Je vous avoue qu'en commençant ce livre, je me suis demandée si j'allais aimer. Le style était bizarre et il ne se passait pas grand chose. Le roman décrit la survie de ces deux personnes, leurs errances sur les routes, la peur qui habite l'homme de ne pouvoir survivre et donner à manger à son fils. Vu comme ça, ça paraît peu engageant et pourtant, par petites touches, l'auteur a su m'intéresser à son histoire et j'ai beaucoup aimé.
Ce que j'ai aimé est l'atmosphère, sombre et oppressante avec cet hiver de cendres perpétuel ! La couverture du livre reflète bien ce qu'il s'en dégage. Ne vous attendez pas à de l'action ou des rebondissements. On ne saura pas comment est arrivé cette fin du monde qu'on connait (une bombe nucléaire, sans doute), on ne saura pas qui est cet homme et les quelques flashbacks ne nous apprennent rien. On sait juste que l'apocalypse a eu lieu il y a longtemps (à peu près l'âge du gamin, c'est à dire 8-10 ans). C'est lent, c'est assez redondant mais cela m'a vraiment plu. Ne me demandez pas pourquoi, je ne saurais le dire. C'est redondant dans le sens où le matin, l'homme et son fils se lèvent, prennent la route en poussant leur caddie à moitié rouillé, ils cherchent à manger ou se cache et le soir dorment sous leur bâche en espérant que le jour suivant les verra se réveiller. Mais, personnellement, je n'ai jamais éprouvé d'ennui à cette routine car l'auteur sait parsemer son récit de pauses salvatrices, pour les héros et pour nous
Je pourrais, à ce propos, juste regretter que, quand tout semble perdu, il se produit un Deus ex machina qui leur donne de quoi survivre (au moins par deux fois ainsi qu'à la fin) mais si ce n'était pas le cas, le livre se terminerait au bout de 50 pages.

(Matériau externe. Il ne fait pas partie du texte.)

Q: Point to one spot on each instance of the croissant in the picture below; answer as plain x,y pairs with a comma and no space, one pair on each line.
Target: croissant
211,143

On ne sait rien des personnages, ni leurs noms (ce sont l'homme et le petit), ni leur origine. Le livre se concentre sur le présent, le fait que cet homme fait tout pour survivre et protéger son fils. Du coup, difficile de vraiment s'attacher à eux et pourtant, j'ai eu beaucoup d'empathie pour ces deux-là, seuls et perdus, pour cet homme qui ne baisse jamais les bras. C'est souvent émouvant.
Le style de l'auteur est ici très particulier. Je n'ai jamais lu d'autres romans de lui (j'ai vu No Country for Old Men au cinéma) donc je ne sais pas si c'est une habitude chez lui. Quoi qu'il en soit, son écriture est âpre, comme je l'ai déjà souligné, et fait très bien ressentir ce monde dévasté. On imagine bien ce que traversent les personnages. Le livre n'est pas divisé en chapitres mais en paragraphes souvent courts. Ses phrases sont sèches, ont peu de ponctuation, elles vont à l'essentiel. Les dialogues sont imbriqués dans les descriptions et c'est vrai qu'au début c'est déroutant, mais passées les premières pages on s'habitue et finalement j'ai bien accroché et je trouve que le style correspond bien à l'histoire. Je ne sais pas si j'aurais aimé si le livre avait été plus long mais là, je n'ai ressenti d'ennui à aucun moment.
En conclusion, voilà un film qui marque par sa dureté sans concession, qui en déconcertera sûrement beaucoup mais qui m'a beaucoup plu. Et si voulez savoir si l'homme et son fils arriveront à survivre dans ce monde dévasté, lisez-le. Quant au film, il est également à voir.